Le Conseil de dernière instance et l'autorité de la suffisance politique
25/06/2003, Erik Del Bufalo
Le choix théorique ouvert par l’axiome non-philosophique de détermination en dernière-instance est une réponse tantôt radicale tantôt rigoureuse à tout type d’autorité. Cette réponse est de l’ordre de l’existence, dont l’essence est la non-dualité de la forme et de la matérialité ; elle réfute tout type de suffisance politico-philosophique. De là vient que l’ONPhI se donne un Conseil de Dernière Instance comme garantie de sa non-suffisance et, donc, de sa non-autorité. Le but essentiel de ce conseil est d’éviter toute forme d’arbitraire, d’abus et d’autoritarisme dans les décisions de l’ONPhI. Celles-là se prennent désormais, moyennant le Conseil DDI, sans auto-position et sans auto-donation. Ainsi est-il incarné, en chair et en os, par trois personnes, car il n’est pas un conseil institutionnel mais un conseil en-personne dont la responsabilité n’est pas mondaine ou philosophique mais insuffisante par rapport au monde ou à la philosophie ; ce qui ne veut pas dire une manque de responsabilité ce serait encore une façon de réduire la capacité de répondre (responsabilité) à un sujet-suffisamment-irresponsable, voire à un sujet d’une irresponsabilité auto-suffisante.
Pourquoi est-il composé de trois membres ? Il assume la forme généralisée de la Décision philosophique, c’est-à-dire celle d’une Dyade (ou opposition) et de l’Un (censé agir comme synthèse par unité ou par différence). Mais il assume cette forme en la « dualysant ,» en prélevant l’autorité politico-philosophique du Monde. Le nombre de trois doit se lire comme Deux-moins-Un. Cette opération de réduction est l’objectif même du Conseil DDI. Le membre tiers l’Identité de chaque membre est le prélèvement ou la soustraction de la suffisance de l’accord, de la communication ou de la simple discussion. Le Conseil DDI est en conséquence un moyen et pas nécessairement le seul d’éviter le tiers exclu du Principe de Philosophie Suffisante propre à la Décision philosophique, lequel est l’essence ou l’auto-référence infinie du pouvoir, sa condition de possibilité illimitée.

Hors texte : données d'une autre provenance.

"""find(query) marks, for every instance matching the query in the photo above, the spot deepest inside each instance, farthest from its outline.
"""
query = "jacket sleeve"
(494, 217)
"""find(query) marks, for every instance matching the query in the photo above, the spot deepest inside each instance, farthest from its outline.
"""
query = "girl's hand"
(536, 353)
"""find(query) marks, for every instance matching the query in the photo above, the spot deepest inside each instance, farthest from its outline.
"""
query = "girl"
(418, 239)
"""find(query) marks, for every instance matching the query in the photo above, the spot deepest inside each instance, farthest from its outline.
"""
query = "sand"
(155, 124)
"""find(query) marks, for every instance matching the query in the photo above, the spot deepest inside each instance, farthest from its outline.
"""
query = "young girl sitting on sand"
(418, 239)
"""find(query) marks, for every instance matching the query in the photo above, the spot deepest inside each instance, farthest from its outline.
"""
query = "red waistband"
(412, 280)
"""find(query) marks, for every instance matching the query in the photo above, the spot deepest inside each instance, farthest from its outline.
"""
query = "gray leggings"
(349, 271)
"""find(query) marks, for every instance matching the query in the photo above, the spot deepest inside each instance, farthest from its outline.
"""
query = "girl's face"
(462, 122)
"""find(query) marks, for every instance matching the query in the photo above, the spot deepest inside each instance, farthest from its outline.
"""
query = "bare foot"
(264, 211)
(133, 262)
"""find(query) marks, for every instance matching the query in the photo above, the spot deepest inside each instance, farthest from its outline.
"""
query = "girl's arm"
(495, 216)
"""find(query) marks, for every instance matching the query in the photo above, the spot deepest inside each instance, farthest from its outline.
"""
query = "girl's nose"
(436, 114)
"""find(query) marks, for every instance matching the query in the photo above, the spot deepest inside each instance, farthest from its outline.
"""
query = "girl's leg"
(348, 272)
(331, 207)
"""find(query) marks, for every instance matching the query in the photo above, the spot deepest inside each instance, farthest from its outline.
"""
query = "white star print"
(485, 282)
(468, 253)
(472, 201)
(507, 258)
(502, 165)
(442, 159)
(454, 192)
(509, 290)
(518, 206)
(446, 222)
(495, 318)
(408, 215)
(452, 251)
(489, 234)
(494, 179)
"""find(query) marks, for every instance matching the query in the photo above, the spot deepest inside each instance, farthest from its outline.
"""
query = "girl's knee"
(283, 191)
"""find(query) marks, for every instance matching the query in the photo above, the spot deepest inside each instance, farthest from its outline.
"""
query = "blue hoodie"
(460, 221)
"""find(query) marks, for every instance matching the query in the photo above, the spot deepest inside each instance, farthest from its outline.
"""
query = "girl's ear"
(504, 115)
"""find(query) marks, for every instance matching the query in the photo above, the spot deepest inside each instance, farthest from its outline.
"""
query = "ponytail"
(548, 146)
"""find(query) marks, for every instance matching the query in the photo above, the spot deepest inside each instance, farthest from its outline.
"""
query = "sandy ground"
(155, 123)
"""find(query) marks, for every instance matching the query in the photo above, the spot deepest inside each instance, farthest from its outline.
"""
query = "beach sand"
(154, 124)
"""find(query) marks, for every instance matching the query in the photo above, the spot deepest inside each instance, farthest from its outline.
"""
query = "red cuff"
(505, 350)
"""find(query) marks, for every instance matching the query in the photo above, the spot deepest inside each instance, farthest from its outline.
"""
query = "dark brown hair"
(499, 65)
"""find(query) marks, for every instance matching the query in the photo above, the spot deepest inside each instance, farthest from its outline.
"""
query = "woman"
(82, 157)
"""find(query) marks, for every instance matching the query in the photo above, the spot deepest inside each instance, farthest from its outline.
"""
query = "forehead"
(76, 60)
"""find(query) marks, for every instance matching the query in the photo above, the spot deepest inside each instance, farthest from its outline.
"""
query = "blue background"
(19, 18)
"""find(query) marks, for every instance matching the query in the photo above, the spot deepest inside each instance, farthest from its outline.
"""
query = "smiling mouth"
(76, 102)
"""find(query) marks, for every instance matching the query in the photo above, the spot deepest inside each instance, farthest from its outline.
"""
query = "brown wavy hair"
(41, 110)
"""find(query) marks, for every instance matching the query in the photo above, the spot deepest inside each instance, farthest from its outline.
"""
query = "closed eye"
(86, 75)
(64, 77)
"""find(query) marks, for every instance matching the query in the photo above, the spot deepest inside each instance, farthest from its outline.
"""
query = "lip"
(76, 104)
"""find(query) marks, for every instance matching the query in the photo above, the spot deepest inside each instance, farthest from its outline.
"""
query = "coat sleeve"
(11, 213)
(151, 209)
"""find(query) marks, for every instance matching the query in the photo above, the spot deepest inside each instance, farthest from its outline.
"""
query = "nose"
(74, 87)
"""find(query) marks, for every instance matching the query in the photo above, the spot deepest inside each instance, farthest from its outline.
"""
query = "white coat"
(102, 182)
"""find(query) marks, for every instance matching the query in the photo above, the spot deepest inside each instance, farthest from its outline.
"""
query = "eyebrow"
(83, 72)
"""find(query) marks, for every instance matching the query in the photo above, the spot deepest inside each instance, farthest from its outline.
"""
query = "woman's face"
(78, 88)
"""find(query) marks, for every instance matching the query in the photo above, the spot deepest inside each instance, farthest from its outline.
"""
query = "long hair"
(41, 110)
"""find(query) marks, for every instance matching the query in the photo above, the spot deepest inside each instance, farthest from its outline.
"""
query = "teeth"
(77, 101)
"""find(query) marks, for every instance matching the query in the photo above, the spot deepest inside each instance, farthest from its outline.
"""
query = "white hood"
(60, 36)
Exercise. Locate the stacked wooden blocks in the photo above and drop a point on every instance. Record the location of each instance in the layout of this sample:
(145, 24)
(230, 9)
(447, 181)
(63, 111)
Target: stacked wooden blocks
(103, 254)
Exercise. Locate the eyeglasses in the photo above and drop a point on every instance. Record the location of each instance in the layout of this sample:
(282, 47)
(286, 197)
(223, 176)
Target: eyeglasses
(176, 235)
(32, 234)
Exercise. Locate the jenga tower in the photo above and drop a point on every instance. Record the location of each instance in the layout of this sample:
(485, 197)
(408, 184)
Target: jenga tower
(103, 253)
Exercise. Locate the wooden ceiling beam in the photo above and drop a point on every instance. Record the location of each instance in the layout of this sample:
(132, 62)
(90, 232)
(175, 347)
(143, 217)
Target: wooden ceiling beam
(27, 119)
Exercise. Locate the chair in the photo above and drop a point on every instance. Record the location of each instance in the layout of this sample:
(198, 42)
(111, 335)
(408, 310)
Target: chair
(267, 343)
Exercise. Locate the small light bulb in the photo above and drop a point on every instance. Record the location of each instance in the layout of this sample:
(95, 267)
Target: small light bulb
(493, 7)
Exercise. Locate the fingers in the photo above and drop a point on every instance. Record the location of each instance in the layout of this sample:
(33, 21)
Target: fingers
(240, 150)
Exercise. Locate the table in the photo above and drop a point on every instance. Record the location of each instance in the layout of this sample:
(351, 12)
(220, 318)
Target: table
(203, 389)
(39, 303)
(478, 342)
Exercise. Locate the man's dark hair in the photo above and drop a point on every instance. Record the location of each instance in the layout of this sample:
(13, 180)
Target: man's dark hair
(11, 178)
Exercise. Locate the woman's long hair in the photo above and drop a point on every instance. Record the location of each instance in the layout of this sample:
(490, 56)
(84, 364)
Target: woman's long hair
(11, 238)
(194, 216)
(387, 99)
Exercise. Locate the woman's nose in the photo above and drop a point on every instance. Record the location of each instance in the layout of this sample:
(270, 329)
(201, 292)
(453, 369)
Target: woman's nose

L’élection des membres qui le constituent ne se fait pas, par conséquent, par le biais du libéralisme, selon les règles de quelque régime constitutionnel, voire « représentatif ,». Les membres du Conseil DDI ne représentent pas les membres de l’ONPhI. Qui plus est, ils ne représentent personne ni aucune idée. Ils sont en charge de la « morale ,» et non du gouvernement dans la lutte de l’ONPhI contre la mondanisation de la non-philosophie, voire contre la résistance philosophique aux actes de la non-philosophie. L’élection des membres du Conseil DDI se fait, ainsi, en fonction des axiomes fondamentaux de la non-philosophie, en tant qu’ils sont des axiomes-vécus. Autrement dit, les membres du Conseil DDI ne sont ni nécessaires ni contingents ni arbitraires, et par conséquent ni interchangeables ni paradigmatiques. Ils sont là seulement grâce à une élection non-auto-positionelle d’une méthode sans modèles. La légitimité du Conseil DDI ne dérive donc pas de la représentation (impossible) des hommes réels mais de l’unilatéralité du Réel par rapport à ses représentations ; ses membres sont là en tant qu’univers, univers d’hommes en-personne. Le Conseil DDI est le résultat, plutôt que l’agent, d’une démocratie universelle, d’une démocratie matérielle, voire unilatérale, donnée sans (auto)donation, posée sans (auto)position dès que l’Un est forclos performativement ou axiomatiquement à l’amphibologie de la représentativité.
Les membres du Conseil n’agissent pas en fonction de leur volonté, de leur conception des choses ou de leur psychologie :ils donnent à l’éthique non-philosophique de l’ONPhI son efficace en tant, justement, qu’ils sont dépourvus de toute autorité en général ; c’est la seule condition de leur permanence au sein du Conseil DDI, dont le juge n’est que la dernière-instance elle-même.